The following diagram illustrates the complete architecture of the Customer Support Copilot AI System, highlighting the flow from user interaction to AI-driven insights.

🧩 Architecture Overview


🛠️ Design Decisions

  1. Fallback Heuristics: Even without an OpenAI API key, the app still classifies tickets using rule-based heuristics.

  2. Local Persistence: Chroma DB persistence ensures embeddings don’t need to be regenerated every run.

  3. Lightweight & Minimal: No heavy dependencies are used outside of requirements.txt, making the app easy to run locally.
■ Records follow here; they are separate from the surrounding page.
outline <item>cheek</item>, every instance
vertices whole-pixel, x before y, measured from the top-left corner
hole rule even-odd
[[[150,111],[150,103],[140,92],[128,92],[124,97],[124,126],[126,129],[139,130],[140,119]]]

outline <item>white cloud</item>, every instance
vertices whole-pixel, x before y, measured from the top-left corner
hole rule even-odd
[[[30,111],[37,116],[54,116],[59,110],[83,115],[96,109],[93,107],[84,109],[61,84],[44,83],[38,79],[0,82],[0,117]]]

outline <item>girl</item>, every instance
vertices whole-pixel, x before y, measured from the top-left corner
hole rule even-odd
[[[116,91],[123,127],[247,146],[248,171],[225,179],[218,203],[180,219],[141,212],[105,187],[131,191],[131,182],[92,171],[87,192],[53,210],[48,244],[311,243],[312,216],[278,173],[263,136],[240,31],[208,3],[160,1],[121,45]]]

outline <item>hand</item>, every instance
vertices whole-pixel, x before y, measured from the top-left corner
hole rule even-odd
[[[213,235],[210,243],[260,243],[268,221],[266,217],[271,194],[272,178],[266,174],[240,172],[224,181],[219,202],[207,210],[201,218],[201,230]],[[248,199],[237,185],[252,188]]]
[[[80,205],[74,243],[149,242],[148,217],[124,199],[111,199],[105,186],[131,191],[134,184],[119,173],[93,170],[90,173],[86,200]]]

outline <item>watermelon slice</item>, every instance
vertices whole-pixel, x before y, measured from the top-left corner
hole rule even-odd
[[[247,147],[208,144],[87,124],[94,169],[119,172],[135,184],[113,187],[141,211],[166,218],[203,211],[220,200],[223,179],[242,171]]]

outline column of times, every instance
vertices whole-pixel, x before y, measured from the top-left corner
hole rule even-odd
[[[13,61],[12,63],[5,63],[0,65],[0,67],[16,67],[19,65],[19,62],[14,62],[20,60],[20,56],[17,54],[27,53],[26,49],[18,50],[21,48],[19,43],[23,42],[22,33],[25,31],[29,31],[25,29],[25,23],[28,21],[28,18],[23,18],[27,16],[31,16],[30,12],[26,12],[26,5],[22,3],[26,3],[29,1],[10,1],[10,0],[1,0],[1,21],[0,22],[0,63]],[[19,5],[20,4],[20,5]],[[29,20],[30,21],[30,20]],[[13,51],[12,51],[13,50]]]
  4. Dual Mode (API / No API): Designed to run in constrained environments (no external API calls). If an OpenAI key is present, GPT models are used; otherwise, heuristics + local retrieval ensure continuity.


🔑 Key Learnings

  • Practical use of RAG (Retrieval-Augmented Generation) in a support assistant.
  • Trade-offs between heuristic classification and LLM-based classification.
  • Best practices for structuring AI apps with a clean, documented repo.

✅ Task Completion Status

  • Bulk Ticket Classification – Successfully implemented ticket classification for multiple tickets with topic, sentiment, priority, and confidence scores.
  • RAG-backed Assistant Integration – Implemented a retrieval-augmented generation pipeline using Chroma DB for local persistence, capable of answering tickets/questions based on ingested documentation.
  • Streamlit UI Development – Built an intuitive web interface with separate tabs for bulk ticket dashboard and interactive ticket assistant.
  • Comprehensive Documentation – Provided clear setup instructions, project structure, and usage guidelines in README.md and submission.md.
  • Future Enhancements – Potential improvements include refining the UI/UX, integrating advanced classification models, expanding SDK documentation for more accurate RAG responses, and adding automated testing for pipeline validation.

📜 License

This project is for internship evaluation purposes only under Atlan’s AI Engineer program. If reusing this work, please ensure proper attribution and follow open-source license guidelines.